Ao mesmo tempo que segurou R$ 70 bilhões em pagamentos de precatórios que deveriam ser quitados no início de 2025, o governo anunciou outras medidas com a promessa de injetar cerca de R$ 205 bilhões em recursos na economia neste ano para estimular o consumo e manter o crescimento.
Nos últimos dias, ao divulgar as estatísticas fiscais, o secretário do Tesouro Nacional, Rogério Ceron (foto), enfatizou que o pagamento das ordens judiciais foi retido deliberadamente pelo Ministério da Fazenda e argumentou que a medida foi adotada para ajudar no esforço do Banco Central de desacelerar a economia e conter pressões inflacionárias.
“O valor previsto para este ano, R$ 70 bilhões, vai ser pago em julho. Mas (a postergação) ajuda a não criar pressão inflacionária neste momento”, afirmou. “Em 2024, pagamos em fevereiro”, completou.
Além disso, Ceron explicou que a execução das despesas do governo federal previstas para o ano teve um ritmo bem mais lento no primeiro trimestre, pois o orçamento para 2025 só foi aprovado pelo Congresso Nacional no final de março e sancionado pelo presidente Lula no início de abril.
No mercado, porém, há controvérsias em relação aos efeitos da decisão. “Isso não ajudou o BC em nada, porque é uma despesa que será paga e já está na conta do mercado quando avalia o tamanho do impacto fiscal para economia”, critica o diretor de um grande banco comercial.
Segundo esse diretor, se o governo estivesse realmente preocupado em ajudar no esforço desinflacionário do Banco Central, teria feito um encaminhamento fiscal diferente e não estimularia tanto o consumo. Ele diz ainda que o mercado está mais interessado nas sinalizações do comportamento fiscal para frente do que com o dado do passado, retratado nas estatísticas até o momento.

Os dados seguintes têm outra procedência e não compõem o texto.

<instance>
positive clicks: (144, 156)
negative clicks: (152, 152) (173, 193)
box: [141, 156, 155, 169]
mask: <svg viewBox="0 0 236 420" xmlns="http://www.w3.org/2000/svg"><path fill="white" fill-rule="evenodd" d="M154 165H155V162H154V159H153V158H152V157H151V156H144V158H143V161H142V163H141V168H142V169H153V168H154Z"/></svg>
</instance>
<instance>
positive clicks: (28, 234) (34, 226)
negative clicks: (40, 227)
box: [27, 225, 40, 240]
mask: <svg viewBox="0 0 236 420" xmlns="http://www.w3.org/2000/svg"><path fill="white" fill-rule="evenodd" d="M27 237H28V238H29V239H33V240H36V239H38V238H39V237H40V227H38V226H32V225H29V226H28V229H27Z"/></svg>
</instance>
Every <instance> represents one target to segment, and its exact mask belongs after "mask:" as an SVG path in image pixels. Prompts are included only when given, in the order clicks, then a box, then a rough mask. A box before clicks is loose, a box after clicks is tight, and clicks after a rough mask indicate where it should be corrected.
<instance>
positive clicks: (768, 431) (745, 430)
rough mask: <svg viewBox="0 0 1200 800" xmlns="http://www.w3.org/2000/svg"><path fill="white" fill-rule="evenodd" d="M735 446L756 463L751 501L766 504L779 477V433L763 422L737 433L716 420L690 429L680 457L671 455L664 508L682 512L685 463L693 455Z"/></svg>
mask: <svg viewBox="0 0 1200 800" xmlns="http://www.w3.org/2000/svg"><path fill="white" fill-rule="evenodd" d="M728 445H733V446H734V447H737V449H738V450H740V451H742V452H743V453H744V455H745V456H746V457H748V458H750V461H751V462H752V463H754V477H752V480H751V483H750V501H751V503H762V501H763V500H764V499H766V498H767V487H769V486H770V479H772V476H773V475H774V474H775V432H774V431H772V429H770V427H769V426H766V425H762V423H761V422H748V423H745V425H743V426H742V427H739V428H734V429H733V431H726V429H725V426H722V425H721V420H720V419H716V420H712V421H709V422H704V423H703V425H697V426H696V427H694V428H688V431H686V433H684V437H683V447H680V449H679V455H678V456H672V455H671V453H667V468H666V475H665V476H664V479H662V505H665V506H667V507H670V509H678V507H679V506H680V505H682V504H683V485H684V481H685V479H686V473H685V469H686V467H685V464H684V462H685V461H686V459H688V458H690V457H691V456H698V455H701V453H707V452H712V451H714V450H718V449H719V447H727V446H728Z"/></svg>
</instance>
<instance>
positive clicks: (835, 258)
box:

"E o governo sinaliza com mais gastos até 2026, quando haverá eleição. Há ainda a isenção do IR, o (programa) Pé-de-Meia e certamente haverá a discussão, no orçamento de 2026, de reajuste de programas sociais como o Bolsa Família", afirma.
Alta da inflação
Desde o final de 2024, preocupados com a alta generalizada dos preços e com a falta de coordenação das expectativas de investidores, analistas, economistas e empresários com a trajetória do IPCA, os diretores do BC anunciaram um choque de juros para desacelerar a economia a partir da redução do crédito e do consumo. Isso se materializou com uma sequência de três altas seguidas na Selic entre dezembro do ano passado e março deste ano.
E o Copom prometeu nova alta na reunião prevista para a semana que vem. Tudo para diminuir o ritmo de crescimento e, dessa forma, reduzir o crédito, o consumo, a produção e, na sequência, o nível de emprego.

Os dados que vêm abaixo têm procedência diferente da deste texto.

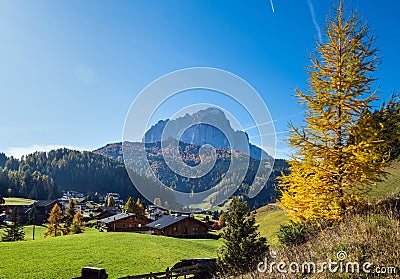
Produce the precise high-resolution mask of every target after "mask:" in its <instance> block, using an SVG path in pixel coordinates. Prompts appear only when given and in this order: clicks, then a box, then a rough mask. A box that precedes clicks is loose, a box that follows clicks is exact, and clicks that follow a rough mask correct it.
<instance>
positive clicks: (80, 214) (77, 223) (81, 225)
mask: <svg viewBox="0 0 400 279" xmlns="http://www.w3.org/2000/svg"><path fill="white" fill-rule="evenodd" d="M84 231H85V224H84V223H83V222H82V214H81V213H80V212H79V211H78V212H77V213H76V214H75V215H74V219H73V221H72V224H71V229H70V233H72V234H78V233H83V232H84Z"/></svg>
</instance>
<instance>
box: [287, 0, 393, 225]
mask: <svg viewBox="0 0 400 279" xmlns="http://www.w3.org/2000/svg"><path fill="white" fill-rule="evenodd" d="M346 14H347V11H346V9H345V7H344V5H343V3H342V2H340V3H339V5H338V6H337V7H335V9H334V14H333V16H332V17H330V18H329V19H328V20H327V24H326V34H325V39H324V40H323V42H319V41H318V42H317V47H316V53H315V55H313V56H312V57H311V58H310V60H311V66H309V67H308V74H309V90H308V91H307V92H303V91H301V90H297V97H298V98H299V99H300V103H301V104H303V105H304V106H305V108H306V115H305V124H304V126H302V127H300V128H297V127H294V126H293V125H292V126H291V133H290V138H289V139H288V141H289V144H290V146H291V147H292V148H293V149H294V150H295V154H294V155H293V157H292V158H291V161H290V164H291V167H290V174H288V175H283V176H282V178H281V186H282V188H283V191H282V197H281V199H280V205H281V206H282V208H284V209H285V210H287V211H288V214H289V216H290V217H291V218H292V220H295V221H306V222H316V223H321V222H328V223H329V222H332V221H334V220H337V219H340V218H341V217H342V216H343V213H344V212H346V210H348V209H349V208H351V207H353V206H355V205H357V204H359V203H360V202H362V201H363V198H364V197H365V194H366V193H367V192H368V191H369V190H370V188H371V187H373V186H374V184H375V183H376V182H377V181H379V180H380V179H381V178H382V176H383V175H384V167H385V166H386V164H387V156H386V155H385V152H384V150H382V148H381V146H382V138H381V137H380V134H381V127H382V125H380V124H379V123H378V125H376V124H377V123H376V122H374V123H373V122H372V121H365V119H363V125H357V123H358V121H359V119H360V118H361V116H362V115H363V114H364V113H365V112H366V111H368V110H370V109H371V102H372V101H374V100H376V99H377V98H376V97H375V93H376V91H374V90H372V89H371V87H372V85H373V82H374V80H375V79H374V78H373V77H372V74H373V72H374V70H375V69H376V67H377V65H378V62H379V59H378V56H377V50H376V49H375V48H374V47H373V43H374V37H373V36H372V35H371V32H370V31H369V29H368V27H367V26H366V25H364V24H362V22H361V20H360V18H359V17H358V16H357V15H356V14H355V13H351V15H350V16H349V17H347V16H346Z"/></svg>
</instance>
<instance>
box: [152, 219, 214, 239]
mask: <svg viewBox="0 0 400 279" xmlns="http://www.w3.org/2000/svg"><path fill="white" fill-rule="evenodd" d="M147 227H148V228H150V230H151V231H152V233H154V234H158V235H165V236H175V237H185V236H192V237H199V236H205V235H206V234H207V233H208V226H207V224H205V223H203V222H201V221H199V220H197V219H195V218H193V217H191V216H188V215H178V214H172V215H165V216H162V217H161V218H160V219H158V220H156V221H154V222H151V223H150V224H147Z"/></svg>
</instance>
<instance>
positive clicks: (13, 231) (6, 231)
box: [2, 208, 25, 242]
mask: <svg viewBox="0 0 400 279" xmlns="http://www.w3.org/2000/svg"><path fill="white" fill-rule="evenodd" d="M18 215H19V214H18V209H17V208H14V210H13V211H12V213H11V224H9V225H7V228H6V229H5V231H4V235H3V237H2V241H4V242H6V241H20V240H24V239H25V232H24V227H23V226H22V224H21V223H20V220H19V219H20V218H19V216H18Z"/></svg>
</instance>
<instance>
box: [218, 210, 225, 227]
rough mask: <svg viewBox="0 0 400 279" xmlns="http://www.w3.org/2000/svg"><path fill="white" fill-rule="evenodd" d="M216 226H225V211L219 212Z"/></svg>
mask: <svg viewBox="0 0 400 279" xmlns="http://www.w3.org/2000/svg"><path fill="white" fill-rule="evenodd" d="M218 227H220V228H223V227H225V213H223V212H222V213H221V215H219V219H218Z"/></svg>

Acontece que nesse mesmo período, o governo anunciou pelo menos três medidas para estimular o consumo, a renda e o crédito. Já de olho nas eleições de 2026, o Ministério da Fazenda deixou claro que seu modelo de desenvolvimento é baseado no consumo e no investimento produtivo privado.
Injeção de recursos
Somente as mudanças no consignado privado, modalidade de crédito que promete garantir acesso a empréstimos e financiamentos mais baratos a trabalhadores com carteira assinada do setor privado, prometem injetar R$ 120 bilhões na economia nos próximos meses.
O Ministério do Trabalho anunciou que, no primeiro mês de vigência da medida, foram liberados cerca de R$ 8 bilhões. Esse volume deverá ser incrementado nos próximos meses com a possiblidade de usar recursos do FGTS para garantir essas operações, reduzindo o risco de calote e, como consequência, os juros cobrados pelos bancos.
Além, disso, cerca de R$ 12 bilhões foram injetados na economia com a decisão de permitir que os trabalhadores que optaram pela modalidade de saque-aniversário e foram demitidos entre janeiro de 2020 e fevereiro desse ano possam receber os recursos que ficaram bloqueados. A medida atinge cerca de 12,2 milhões de trabalhadores, segundo a equipe econômica.
O governo também antecipou o pagamento de parte do 13º salário de 34 milhões de aposentados e pensionistas do INSS, o que deverá ocorrer até o início de maio. Serão mais R$ 73,3 bilhões injetados na economia.
Outra medida que deve estimular o consumo e o crédito é a criação de mais uma faixa de renda familiar que poderá se beneficiar com financiamentos habitacionais a um custo menor dentro do programa Minha Casa Minha Vida. A partir de maio, famílias com renda entre R$ 8 mil a R$ 12 mil poderão comprar imóveis de até R$ 500 mil.
“Toda movimentação no governo é para promover mais crescimento. Isso vai contra atuação do BC”, avalia o consultor e economista Sérgio Vale, sócio da consultoria MB Associados.